Foi, igualmente, produzido um vídeo[3] onde as pessoas que tornam possível a existência dos nossos museus, e da própria RMVNF, selecionaram 100 palavras que completam a frase “Museu é um lugar de...”. Ocupando a tela para declarar publicamente estas palavras, afirmam quem são e quem aspiram ser, dizendo o que fazem e o que sonham fazer, esperando que outras palavras lhes sejam devolvidas por aqueles que também fazem os museus: os públicos. Nem sempre foi fácil este caminho, mas os momentos de construção conjunta são promissores e todos acreditamos no potencial desta nossa Rede de Museus. Na verdade, talvez o papel social mais importante que os museus podem desempenhar seja a sua própria transformação em organizações conscientes do seu potencial de contribuir para mudar o mundo e a vontade de o fazer.

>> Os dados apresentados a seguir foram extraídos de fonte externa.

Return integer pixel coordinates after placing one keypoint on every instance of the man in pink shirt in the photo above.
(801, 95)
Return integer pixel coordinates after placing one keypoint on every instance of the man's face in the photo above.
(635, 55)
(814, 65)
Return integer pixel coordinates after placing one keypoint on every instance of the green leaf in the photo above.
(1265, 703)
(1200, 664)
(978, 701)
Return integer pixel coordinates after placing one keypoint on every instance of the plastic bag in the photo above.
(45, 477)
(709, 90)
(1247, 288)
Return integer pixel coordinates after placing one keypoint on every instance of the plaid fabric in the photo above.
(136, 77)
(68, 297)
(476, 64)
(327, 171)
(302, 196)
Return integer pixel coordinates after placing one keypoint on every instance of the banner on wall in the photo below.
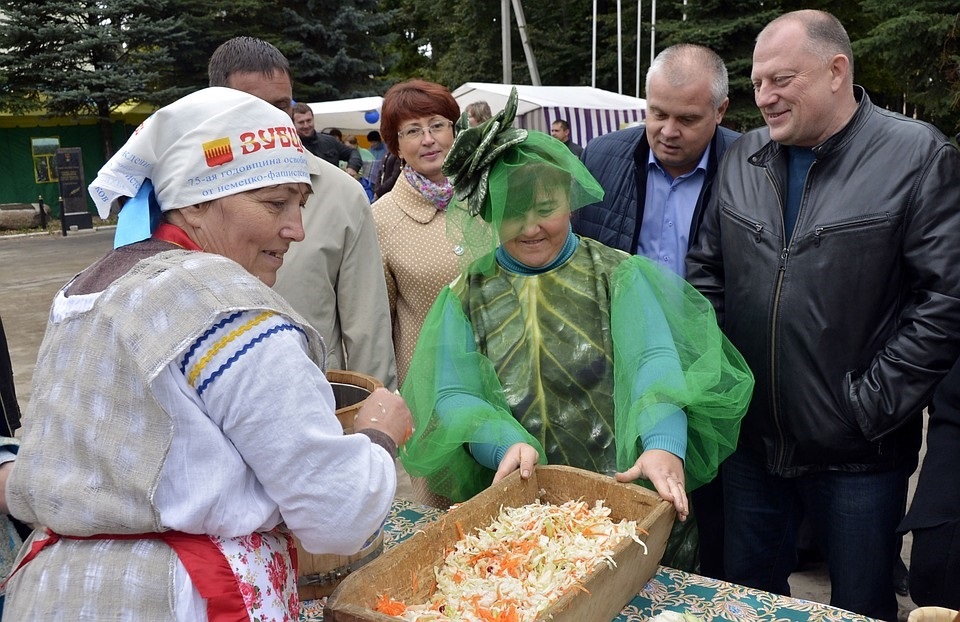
(44, 151)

Texto adaptado a partir do artigo originalmente publicado em “Definir a missão… da necessidade ao desafio” (2019). Câmara Municipal de Vila Nova de Famalicão (ed.). N01, Coleção Ser e Fazer Museu no século XXI. Vila Nova de Famalicão: Câmara Municipal. ISBN 978-989-8012-62-3.

 

[1]Declaração de Princípios (2012). Aprovada pela Câmara Municipal na reunião de 25 de julho. [Em linha] In Boletim Cultural, III série, nº 6/7. Vila Nova de Famalicão: Câmara Municipal de Vila Nova de Famalicão. Disponível em https://www.famalicao.pt/_boletim_cultural, pp. 381- 390.

[2] Livro “Definir as missões… da necessidade ao desafio” disponível em: https://issuu.com/municipiodefamalicao/docs/redemuseu_livro

[3] Vídeo “Museu é um lugar de…” disponível em: https://youtu.be/HZB5a2CZr-4


As autoras escrevem segundo o Acordo Ortográfico.